I also feel compelled to mention that I used charge my mobile phone every night and then about 6 months ago I changed a few key settings which dramatically increased the battery life of my phone. The single biggest change I made was reducing the frequency of which I sync my e-mail accounts. I used to have them sync ‘as items arrive’ and I changed this to ‘once per hour’. The majority of the time the content constantly syncing, re-organizing, and deleting on my phone was unnecessary as I was managing that content from my laptop while working anyway. As time passed, I also realized that my nose was not in my phone as often which I think is a good thing. I can always manually sync when I want to check e-mail, otherwise once per hour is plenty. I also no longer allow non-essential applications to run in the background. For example, if I look at Facebook on my phone I log out and close it when I am done. This is another thing that offers the healthy by-product of looking at my phone less.
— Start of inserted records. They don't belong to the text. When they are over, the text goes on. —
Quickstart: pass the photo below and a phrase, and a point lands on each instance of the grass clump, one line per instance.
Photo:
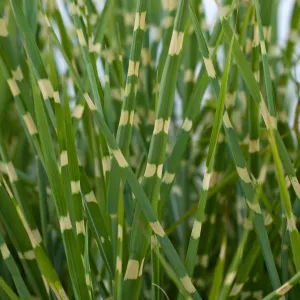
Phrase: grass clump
(146, 155)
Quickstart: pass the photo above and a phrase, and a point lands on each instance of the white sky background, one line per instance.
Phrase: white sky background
(285, 9)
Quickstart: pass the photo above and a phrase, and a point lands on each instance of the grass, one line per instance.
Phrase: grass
(147, 155)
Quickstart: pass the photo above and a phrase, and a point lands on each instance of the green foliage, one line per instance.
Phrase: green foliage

When I want to consume content on my phone I do, but now I avoid toast notifications and others various things that used to nudge me for their attention.  I have also found that hooking up to my home wireless uses much less battery than cellular.

While solar powering accessories might not be for everyone and might not reduce emissions to a significant degree, I am excited to do it and already starting to brainstorm on my July plans. To you, I will quote Matt Cutts and say “Why not think about something you have always wanted to try and give it a shot for the next thirty days”.

Turning down the service

In the late 90’s or early 2000’s I took a work trip to Chicago and stayed at the Omni Hotel on Michigan Avenue. At that time the hotel was better known by the phrase “Guests of the Oprah Winfrey show stay at the all-suite Omni Hotel” which concluded each episode of Oprah. Fast forward ~15 years and a work trip brought me back to the Omni Hotel. The hotel truly is a luxury hotel in a great location and not too long ago it went through an $11M renovation. The public information about the renovation boasts about the upgraded public spaces, new guest and specialty suites, and a unique blend of modern and historical charm.

Returning to my room one evening is what first got my attention to their lack of sustainable practices. As I entered my room I found the TV on the relaxation channel, several lights on, the furnace on, and my ice bucket filled up. All of which had been off / empty when I left my room. It seems the turn down service attendant had followed protocol and prepared my room for me to turn in. Upon closer inspection I noticed that the lamps in the room all contained incandescent bulbs. It seems the $11M renovation did not include any modernizing of the room lighting. In hindsight, I should have done more research prior to booking my stay.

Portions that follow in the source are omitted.